The Founders of this nation, through their reading of the Bible, saw clearly that God made all humans equally. In the most real sense, humans, all of them, are brothers and sisters; not “us” and “them”: or, as in the case of kings, dukes, fathers and mothers; not “mine.” As soon as one human exercises “rights” of possession over another, humanity on both sides of that equation has been damaged. Even God does not exercise the right of possession over us.

It was not, they saw, the nature of reality, that one human could “own” or “direct” or “order” another. This violated the basic principles of creation as expressed in the Bible. The Bible, the Founders saw clearly, taught BOTH a total freedom for ALL, as well as a basic INTERDEPENDENCE for all. This resulted in the Biblical teaching that it is part of human nature – basic creation – that humans are both totally free, and also totally obligated to see that ALL humans share in that freedom.

That is, in my mind, the origin of the essential meaning of this day: that all men are “created equal, and have certain unalienable rights to life, liberty and the pursuit of happiness.” But our personal and individual “unalienable rights to life, liberty and the pursuit of happiness” DEPEND on our interdependent sharing with others.

It is on these TWO things that this nation was founded.

It is interesting that we have all accepted – without question – the idea that there is a great separation between religion and the ‘secular’ world. Whenever ideas, concepts or peoples are separated from one another, then what the Bible calls “sin” has come into play. Sin, you know, essentially, means “separation.”

When we are separated from others – whether by our own choice or by the action of others (including that extension of ourselves we call “The Government”) – we are both less than human, and also we have lost much of our freedom.

On this day we celebrate the wondrous thinking of these men. We reflect on the successes and failures of the people of this nation to accept fully the freedom and the rights to which freedom is the key.

We see our nation torn: torn because in some places we see little or no freedom: magnified by hatred and horrors unimaginable. It is sooo easy to flex muscle and violate the basic meaning of freedom and try to force others. It is sooo easy to sit back and see brothers and sisters humiliated, harmed, hurt, hated and destroyed.

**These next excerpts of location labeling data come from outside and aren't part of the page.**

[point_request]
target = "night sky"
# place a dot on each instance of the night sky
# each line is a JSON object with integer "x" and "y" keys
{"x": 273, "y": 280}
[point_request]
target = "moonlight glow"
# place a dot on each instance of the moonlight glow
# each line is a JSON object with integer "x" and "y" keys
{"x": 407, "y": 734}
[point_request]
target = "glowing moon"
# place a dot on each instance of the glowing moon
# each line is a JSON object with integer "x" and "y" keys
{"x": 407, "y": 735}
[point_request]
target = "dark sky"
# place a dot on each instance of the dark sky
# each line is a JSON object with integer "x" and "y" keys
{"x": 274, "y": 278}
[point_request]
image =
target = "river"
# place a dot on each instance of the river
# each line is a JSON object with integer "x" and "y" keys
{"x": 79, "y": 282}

The Biblical solution is not violence, but love;

the Biblical solution is caring, not fighting;

the Biblical solution is talking, not biting.

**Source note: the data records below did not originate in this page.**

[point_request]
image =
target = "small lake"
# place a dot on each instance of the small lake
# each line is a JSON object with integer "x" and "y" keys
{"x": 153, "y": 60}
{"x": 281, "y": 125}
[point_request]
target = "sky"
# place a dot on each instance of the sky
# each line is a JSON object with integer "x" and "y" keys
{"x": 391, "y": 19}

We cannot put a ring around freedom and say it is ours.

Freedom is of the essence of being;

freedom is the essence of choice;

freedom is the essence of love;

freedom is what binds together the definition of God we christians call the Trinity.

Freedom is indeed the glue that binds together all humans.

But there can be no freedom without total respect for the others (this is, of course, multi-sided). We need to remember that we do not know all about freedom: we know something about how it has developed here. Freedom has and will develop in different ways among others. Our freedom is enriched as we respect the freedom of others; and as we all intermingle in total respect of others, we are each enriched by the freedom of each other.

This, I believe, is some of what grows from the vision of the Founders of this nation. We are in a process that is steadily advancing. The danger is that we become so filled with excitement about our own freedom, that we would force freedom on others: a total contradiction.

Today, we reflect;

today we rejoice;

today we celebrate.

Freedom is not only “No slavery;” freedom is “I love and respect you.”